Memory

Purpose

Enable the agent to “remember facts across sessions” while preventing conversation context from growing unboundedly. Harness splits memory into two layers: high-frequency low-curation “daily logs” + low-frequency high-curation “long-term memory”, supplemented by FTS5 full-text search and background maintenance.

Trigger Points

When

Action

Before reasoning (PreReasoningEvent)

CompactionHook checks conversation thresholds; triggers ConversationCompactor if exceeded

End of call() (PostCallEvent)

MemoryFlushHook calls MemoryFlushManager to extract facts + offload

Context overflow (ContextLengthExceeded)

HarnessAgent.forceCompactAndRetry compacts with triggerMessages=1 and retries

Oversized tool result (PostActingEvent)

ToolResultEvictionHook offloads to filesystem

Background schedule

MemoryMaintenanceScheduler runs a cycle every 6h by default; sends an opportunistic signal after each flush (30-minute throttle)

Key Logic

Two-Layer Memory Model

        graph LR
    Conv[conversation messages] -->|over threshold| Compactor[ConversationCompactor]
    Compactor -->|offload| Sess[sessions/<id>.log.jsonl]
    Compactor -->|flushMemories| Flush[MemoryFlushManager]
    Flush -->|append + index| Daily[memory/YYYY-MM-DD.md]
    Daily -. background processing .-> Cons[MemoryConsolidator]
    MEM[MEMORY.md as context] -->|read for deduplication| Cons
    Cons -->|rewrite| MEM
    MEM -->|injected each reasoning turn| Hook[WorkspaceContextHook]
    Daily -.not injected directly.- Hook
    Daily --> Idx[(MemoryIndex<br/>SQLite FTS5)]
    MEM --> Idx
    
  • Layer 1 — Daily log memory/YYYY-MM-DD.md: owned by MemoryFlushManager, append-only, no deduplication; a raw record of “what was just being discussed”.

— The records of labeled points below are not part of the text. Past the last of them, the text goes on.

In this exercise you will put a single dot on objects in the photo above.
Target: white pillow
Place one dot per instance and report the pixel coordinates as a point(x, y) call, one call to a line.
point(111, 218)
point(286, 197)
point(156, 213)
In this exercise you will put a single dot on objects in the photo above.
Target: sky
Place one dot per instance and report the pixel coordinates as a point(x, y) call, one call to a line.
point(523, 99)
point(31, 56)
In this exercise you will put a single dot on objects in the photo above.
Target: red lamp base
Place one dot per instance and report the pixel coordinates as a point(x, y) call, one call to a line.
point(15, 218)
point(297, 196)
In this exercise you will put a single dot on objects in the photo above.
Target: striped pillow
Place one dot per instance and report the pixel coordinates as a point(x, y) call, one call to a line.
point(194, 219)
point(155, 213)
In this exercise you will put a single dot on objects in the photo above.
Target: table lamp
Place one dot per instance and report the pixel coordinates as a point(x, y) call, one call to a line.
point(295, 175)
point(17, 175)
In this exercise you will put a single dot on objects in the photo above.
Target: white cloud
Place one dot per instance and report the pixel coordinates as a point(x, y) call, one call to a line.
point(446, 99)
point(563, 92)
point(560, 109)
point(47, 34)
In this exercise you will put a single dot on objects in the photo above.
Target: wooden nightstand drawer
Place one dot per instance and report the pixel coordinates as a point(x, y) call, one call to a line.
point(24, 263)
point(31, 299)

  • Layer 2 — Curated long-term memory MEMORY.md: owned by MemoryConsolidator, complete rewrite; MemoryFlushManager never touches it. Injected into system prompt by WorkspaceContextHook on every reasoning turn.

  • Index MemoryIndex: fully indexed at startup with indexAllFromWorkspace; incrementally rebuilt for today’s file after each flush; SQLite file at <workspace_parent>/memory_index.db.

Conversation Compaction (ConversationCompactor)

check thresholds → find cutoff (don't split ASSISTANT/TOOL pairs)
        → (optional) flushMemories(prefix)
        → (optional) offloadMessages(messages → sessions/.../<id>.jsonl)
        → LLM distills summary
        → [summaryUserMsg] + tail returned to hook to reload memory

Default values (all configurable):

Parameter

Default

Description

triggerMessages

50

Trigger by message count (0 = disabled)

triggerTokens

80_000

Trigger by estimated token count (0 = disabled)

keepMessages

20

Number of tail messages to retain

keepTokens

0

Non-zero: scan from back by token budget, overrides keepMessages

flushBeforeCompact

true

Extract memory to daily log before compacting

offloadBeforeCompact

true

Append raw messages to session .log.jsonl before compacting

summaryPrompt

Built-in template

Four-section format: SESSION INTENT / SUMMARY / ARTIFACTS / NEXT STEPS

CompactionConfig.builder()
    .triggerMessages(30)
    .keepMessages(10)
    .build();   // flush/offload both default to true

TruncateArgsConfig — Lightweight Pre-processing (Optional)

Before LLM summarization, a no-LLM pre-pass can truncate ToolUseBlock arguments in older messages (default threshold: 25 messages / 40k tokens, arguments exceeding 2000 characters are trimmed). Useful for scenarios like write_file where large argument bodies are not needed later.

CompactionConfig.builder()
    .triggerMessages(80)
    .truncateArgs(TruncateArgsConfig.builder().build())
    .build();

Automatic Context Overflow Recovery

When the model returns a context_length_exceeded / maximum context style error, HarnessAgent.recoverFromOverflowforceCompactAndRetry builds a temporary CompactionConfig with triggerMessages=1, runs one compaction round, clears Memory, and retries. Prerequisite: compaction(...) must be configured; otherwise the error is rethrown directly.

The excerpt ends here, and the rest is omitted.